I would want them to think for a long time first.

But yeah, my hormones make me burst into tears the moment something bad happens ( at home) or want to eat my guinea pig alive (No f*ing joke there)

Of course, i have creepy hormones, but they can't be too wierd, right?


CmdrBittles
Female, 18-29, Canada
 1182 Posts
Tuesday, May 27, 2008 11:16:05 PM
I would want to know why my child is choosing this operation. If they feel strongly about the fact that they were born as the incorrect sex I would have them go through all the regular psychiatric steps to make sure this is truly how they feel. If I feel the child is mature enough to understand all the consequences at that age, then absolutely, it's better for the mental health of the child. If they seem unsure at all though, I would ask them to wait a couple years and see how they feel, and we'll talk about it again. Even if it is reversible, the hormones will stop puberty so they need to be sure about it before they take even the first step.

Boredered
Male, 18-29, Western US
 2918 Posts
Tuesday, May 27, 2008 9:24:09 PM
OTHER!

i would beat my kid until they did it themselves, so thats a fck NO


marencolleen
Female, 18-29, Western US
 527 Posts
Tuesday, May 27, 2008 7:45:03 PM
if they want to be reassigned, whatever, but not until after they are done fully growing! i'd love em any which way

Shellie84
Female, 18-29, Australia
 4196 Posts
Tuesday, May 27, 2008 7:01:18 PM
umm isn't that the point? they are having surgery at 18...

astridhaze
Female, 18-29, Eastern US
 761 Posts
Tuesday, May 27, 2008 6:52:17 PM
I think people are trying to be too PC with this.

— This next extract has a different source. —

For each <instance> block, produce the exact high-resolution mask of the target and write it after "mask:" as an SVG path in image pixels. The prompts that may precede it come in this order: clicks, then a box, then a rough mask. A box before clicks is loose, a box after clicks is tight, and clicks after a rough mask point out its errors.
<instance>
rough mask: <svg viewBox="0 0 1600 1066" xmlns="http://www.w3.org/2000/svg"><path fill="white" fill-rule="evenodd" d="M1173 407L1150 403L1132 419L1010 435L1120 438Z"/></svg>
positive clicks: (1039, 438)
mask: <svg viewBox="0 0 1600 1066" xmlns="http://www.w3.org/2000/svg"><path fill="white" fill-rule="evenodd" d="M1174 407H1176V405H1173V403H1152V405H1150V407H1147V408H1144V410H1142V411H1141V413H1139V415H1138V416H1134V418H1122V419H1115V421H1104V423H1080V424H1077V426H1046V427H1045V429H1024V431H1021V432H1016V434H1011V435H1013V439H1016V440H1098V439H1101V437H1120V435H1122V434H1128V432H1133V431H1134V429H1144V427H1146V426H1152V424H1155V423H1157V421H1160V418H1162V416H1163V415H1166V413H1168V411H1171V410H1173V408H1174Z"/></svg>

Even if a child for eight years has felt they are the wrong gender, there is still a process that has to be followed regarding psychological testing. There are other, reversible things this kid can do. Gender reassignment surgery is PERMANENT. If you are okay with a 12 year old making a permanent decision about their body, then you really have no idea about adolescent development. A kid at this point is really still latent or just coming into adolescent sexual exploration. Why would you, as the responsible guardian to that child, give consent on this when, because of their development, they could a few years down the road feel differently. Now, if this kid at sixteen or seventeen is still feeling this way, then permanent surgery might be viable WHEN THEY ARE 18.


Pabasa
Male, 18-29, Asia
 4153 Posts
Tuesday, May 27, 2008 6:28:17 PM
Not at 12, like many others. Once they're 18 then I'll let them go whereever.

Shellie84
Female, 18-29, Australia
 4196 Posts
Tuesday, May 27, 2008 6:24:00 PM
ahh ok. I would be devastated if my boy ran away in the middle of the night. Regardless of a bf/gf/by himself. But hopefully if I've brought him up right he shouldn't feel the need to run away. We tell him all the time he can talk to us about anything. Instead of being naughty or hurting his sisters when they were born he actually told us he was feeling left out :) He's so sweet. He understood after we told him babies need more attention, but I'm glad he let's us know instead of acting out. I hope he never changes *crosses fingers* lol

primetimekin
Male, 18-29, Southern US
 8111 Posts
Tuesday, May 27, 2008 6:17:53 PM
Shellie, not the going out i mean the running away at the middle of the night part

stephie1954
Female, 18-29, Australia
 422 Posts
Tuesday, May 27, 2008 6:14:29 PM
for the record i like the forum discussion and competitions etc...

Shellie84
Female, 18-29, Australia
 4196 Posts
Tuesday, May 27, 2008 6:13:49 PM
I have a gay brother, I have lesbian friends. I think after the shock I could deal with my son and his boyfriend. Communication, not degradation ;)

stephie1954
Female, 18-29, Australia
 422 Posts
Tuesday, May 27, 2008 6:12:54 PM
i would say wait until they're older, i remember being 12... just and what I thought and liked then is not really what I like now.

People can change thier mind, and then what?